Daniel Eckert
Student Writer


courtesy of kconnors via morguefile.com

The President of the United States America has officially asked Congress to declare a three year war initiative against ISIS. This is a monumental moment in the history of the president’s foreign policy, especially considering it is a presidency built on the agenda of ending the Iraq conflict and the war on terror within Afghanistan.

As ISIS continues to wage war throughout sections of the Middle East, the president formally authorized air-strikes to work in tandem with forces on the ground. This move to legitimize the war against ISIS is remarkable in that it is the first time that a president will seek the approval of Congress to engage in war since President George Bush initiated the war in Afghanistan.

Only days on the heels of seeking congressional approval, the president officially announced legislation that would limit his (and his successor’s) power. The binds he would impose upon himself would seek to limit the power of the president’s ability to initiate military actions. This is a strategic move to distance himself from the unfavorable use of power during the Bush presidency, while responding to the criticisms levied at his own office concerning the usage of drones. Further still, this legislation would distance the 2016 Democratic candidates from both Bush’s Patriot Act era war policy and from President Obama’s drone usage.

The verbiage of the legislation further equips future presidents to undo the proposed legislation. This is effectively designed as a public relations nightmare. Any president who would attempt to reverse the legislation would be perceived as a power-grabbing head of state, and if there is one thing Americans do not like, it is the idea of the most powerful individual in government attempting to expand their power base. Further, if the Democrat Party’s fears are realized and 2016 does not yield a Democrat president, this legislation can always be utilized to hamper the progress of a Republican president concerning war.

The most interesting result of the legislation is that if the Republican congress decides not to enact the proposed law, they will be implicit in “aiding the president”. After all, many Conservatives voted for the current congress because they felt as though the president was violating the constitution concerning healthcare and immigration. Now, the president is confronting them with an opportunity in which both action and inaction are strategically untenable.

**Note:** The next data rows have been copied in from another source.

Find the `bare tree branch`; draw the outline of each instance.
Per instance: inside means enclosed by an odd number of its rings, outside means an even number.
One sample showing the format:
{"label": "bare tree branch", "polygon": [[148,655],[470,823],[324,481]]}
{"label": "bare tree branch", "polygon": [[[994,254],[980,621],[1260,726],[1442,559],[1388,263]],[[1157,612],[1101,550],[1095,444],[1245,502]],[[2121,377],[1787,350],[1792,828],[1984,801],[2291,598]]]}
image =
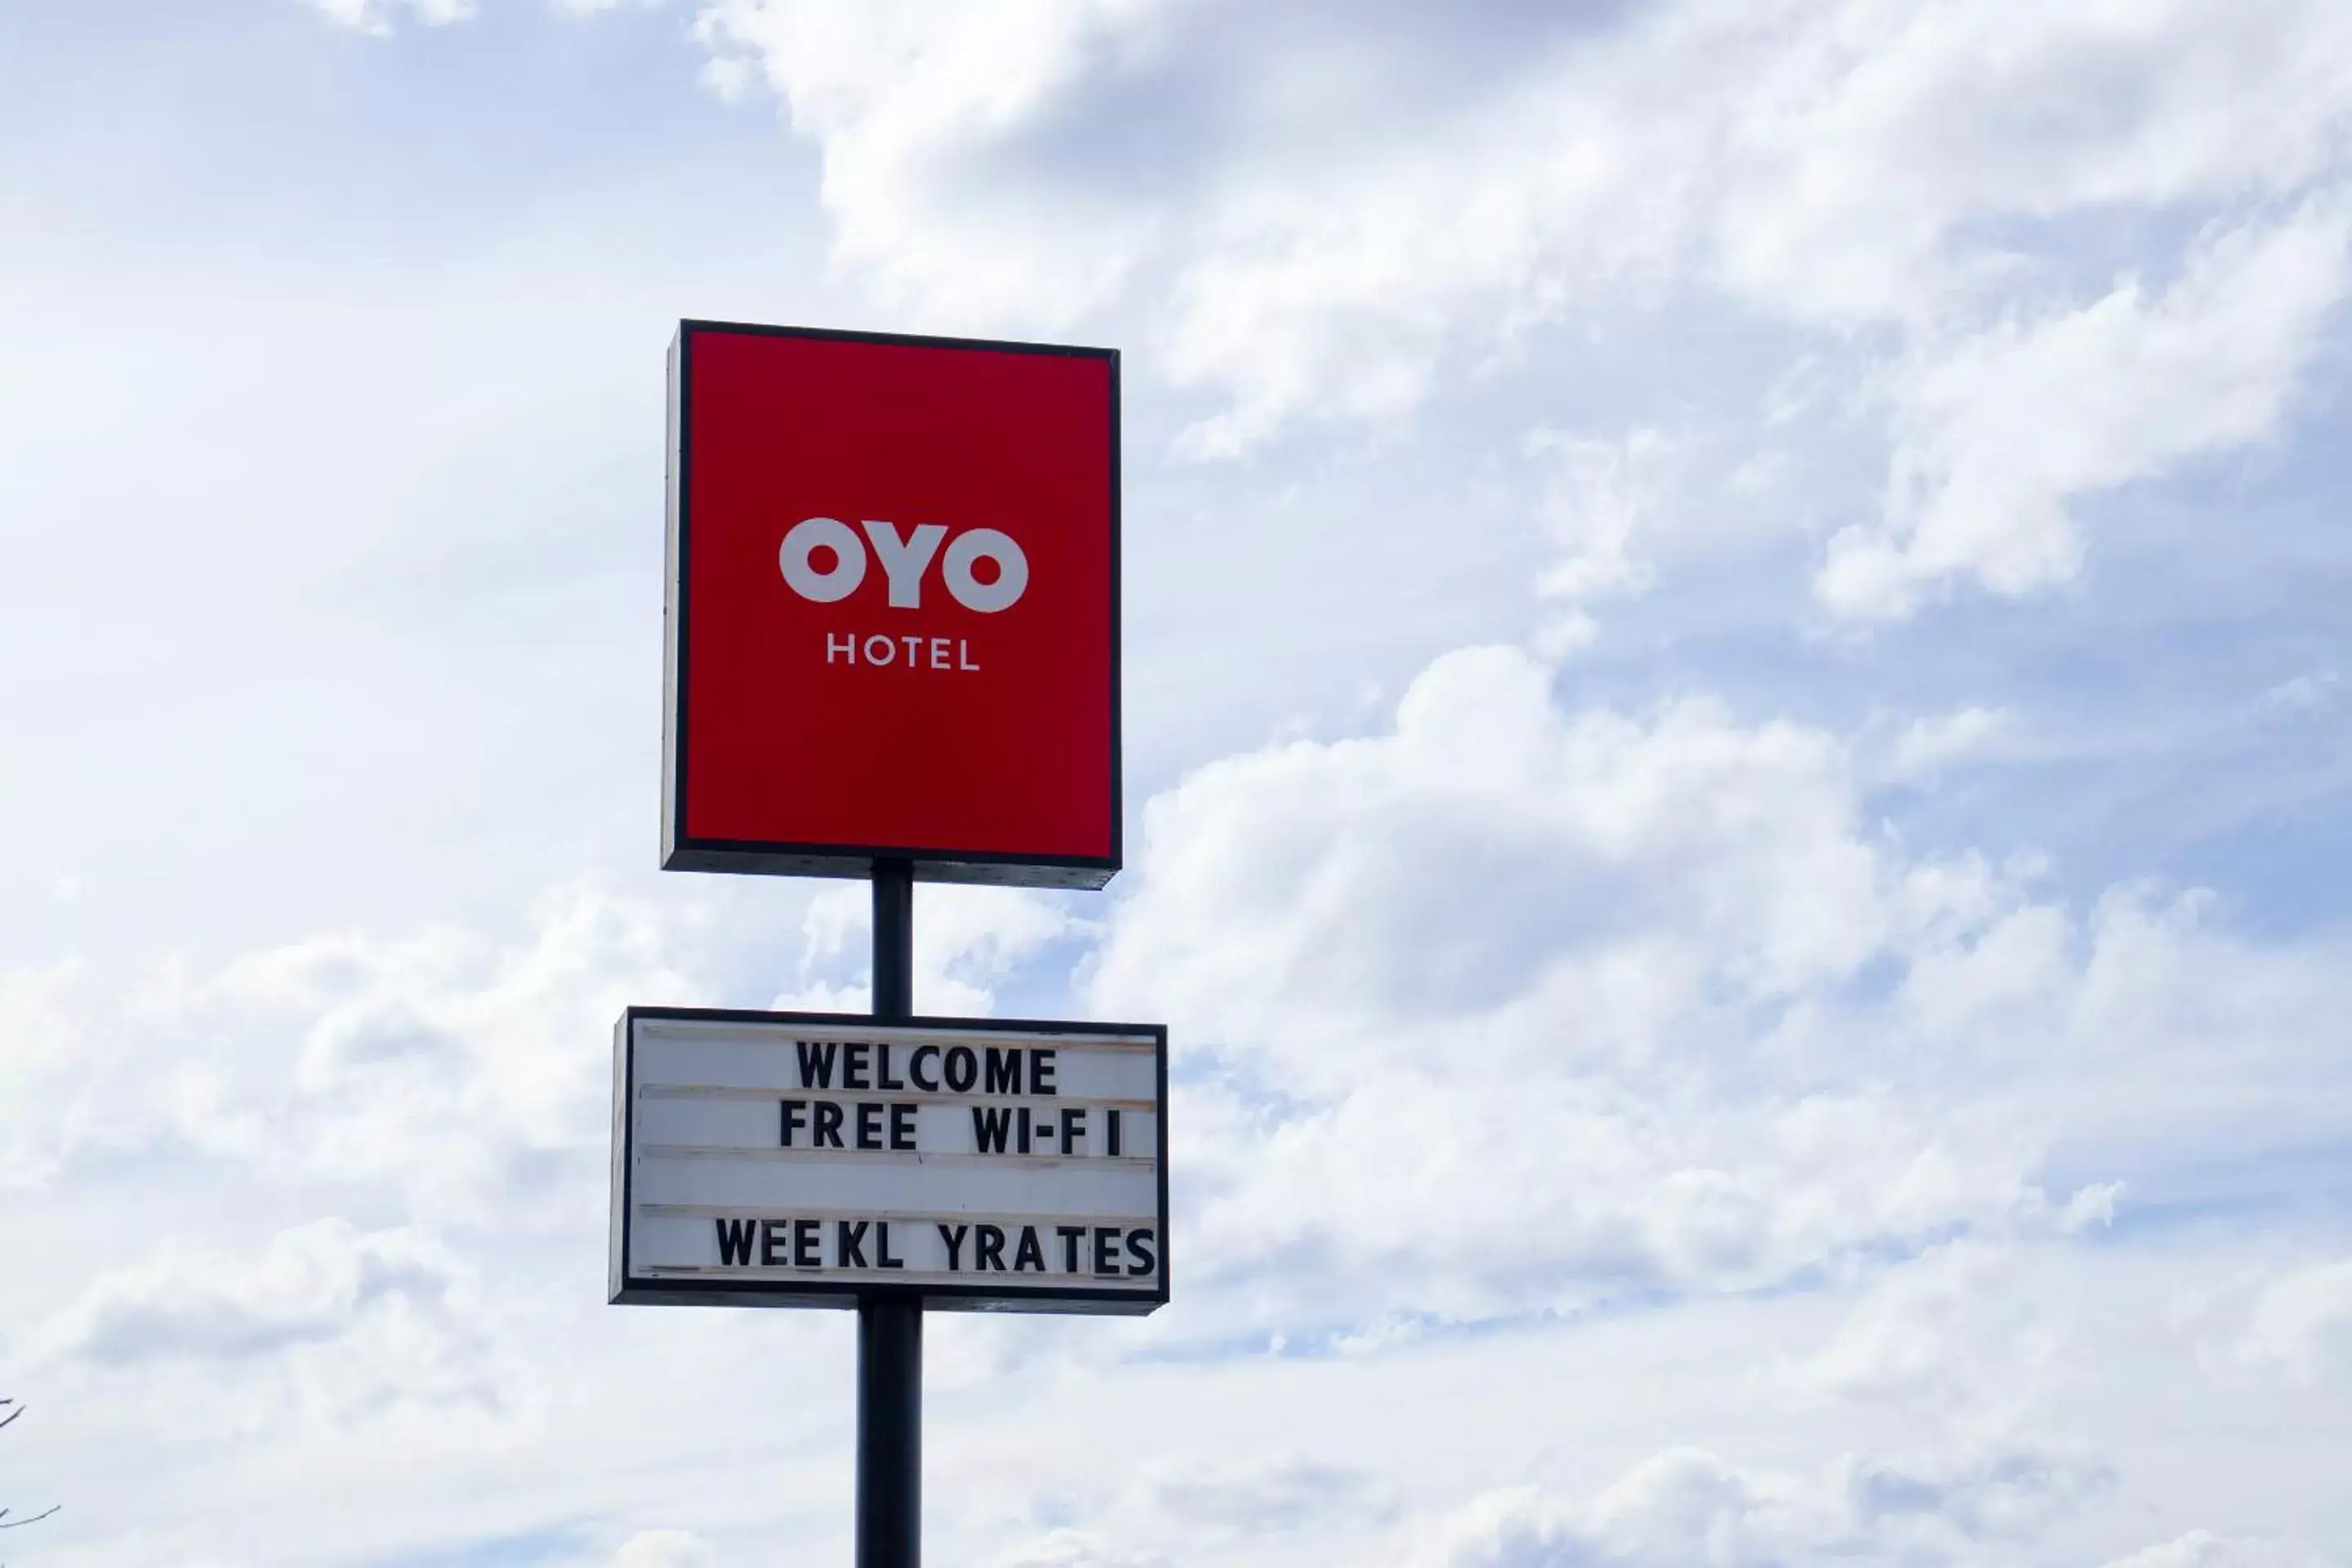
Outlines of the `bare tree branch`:
{"label": "bare tree branch", "polygon": [[[16,1424],[16,1417],[25,1414],[25,1407],[18,1405],[13,1399],[0,1399],[0,1410],[5,1410],[7,1412],[5,1415],[0,1415],[0,1428],[14,1426]],[[26,1519],[10,1519],[8,1515],[13,1510],[0,1508],[0,1530],[22,1530],[28,1524],[38,1524],[41,1521],[48,1518],[50,1514],[57,1512],[58,1509],[63,1508],[64,1506],[65,1505],[63,1503],[53,1503],[46,1511],[34,1514]]]}

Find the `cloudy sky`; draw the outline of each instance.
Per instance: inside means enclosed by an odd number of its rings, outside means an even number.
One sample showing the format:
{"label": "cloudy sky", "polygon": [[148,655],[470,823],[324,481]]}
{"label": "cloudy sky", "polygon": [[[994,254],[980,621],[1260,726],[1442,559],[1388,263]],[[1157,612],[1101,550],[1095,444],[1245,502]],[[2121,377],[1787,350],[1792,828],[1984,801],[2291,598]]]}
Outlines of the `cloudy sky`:
{"label": "cloudy sky", "polygon": [[2352,1563],[2342,0],[0,6],[0,1537],[846,1560],[613,1308],[681,316],[1125,353],[1178,1294],[935,1319],[977,1568]]}

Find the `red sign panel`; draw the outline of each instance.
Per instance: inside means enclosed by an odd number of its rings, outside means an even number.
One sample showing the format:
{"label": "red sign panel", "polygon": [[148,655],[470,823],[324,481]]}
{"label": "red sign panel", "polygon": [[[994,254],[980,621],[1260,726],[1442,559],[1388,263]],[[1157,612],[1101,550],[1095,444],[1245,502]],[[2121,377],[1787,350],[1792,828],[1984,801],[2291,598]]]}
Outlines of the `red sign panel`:
{"label": "red sign panel", "polygon": [[1118,356],[688,321],[662,864],[1119,865]]}

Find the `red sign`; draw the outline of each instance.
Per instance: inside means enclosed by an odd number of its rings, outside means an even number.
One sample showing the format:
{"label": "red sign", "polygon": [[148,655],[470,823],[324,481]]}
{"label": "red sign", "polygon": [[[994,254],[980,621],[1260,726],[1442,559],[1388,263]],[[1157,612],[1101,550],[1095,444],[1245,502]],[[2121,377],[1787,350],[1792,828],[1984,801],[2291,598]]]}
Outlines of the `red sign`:
{"label": "red sign", "polygon": [[1118,355],[688,321],[662,864],[1119,865]]}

This seems reminiscent of the State of the Union where the president left the Congress with little choice but inaction. By simultaneously limiting his wartime power semantically, and still holding to a war plan which excludes ground units, the president is getting the most support he can from both sides of the aisle. More importantly, he is carefully laying the groundwork for a Democrat White House in 2016, something he all but announced in the State of the Union as he clarified that he would begin to campaign across the country for classically Democrat legislation.

As of yet, the GOP has not been able to formulate a response that many would find favorable. While Republican Senator Mo Brooks claims that America must be doing more to thwart ISIS, it is difficult for him to find support within the war-weary country. This is compounded by the fact that ISIS appears to be losing momentum.

So what does a congressionally supported war on ISIS mean? For the president, this is both a moment to shine and eliminate yet another symbol of terrorism, as well as a moment to place another brick in the wall around GOP 2016 presidential aspirations.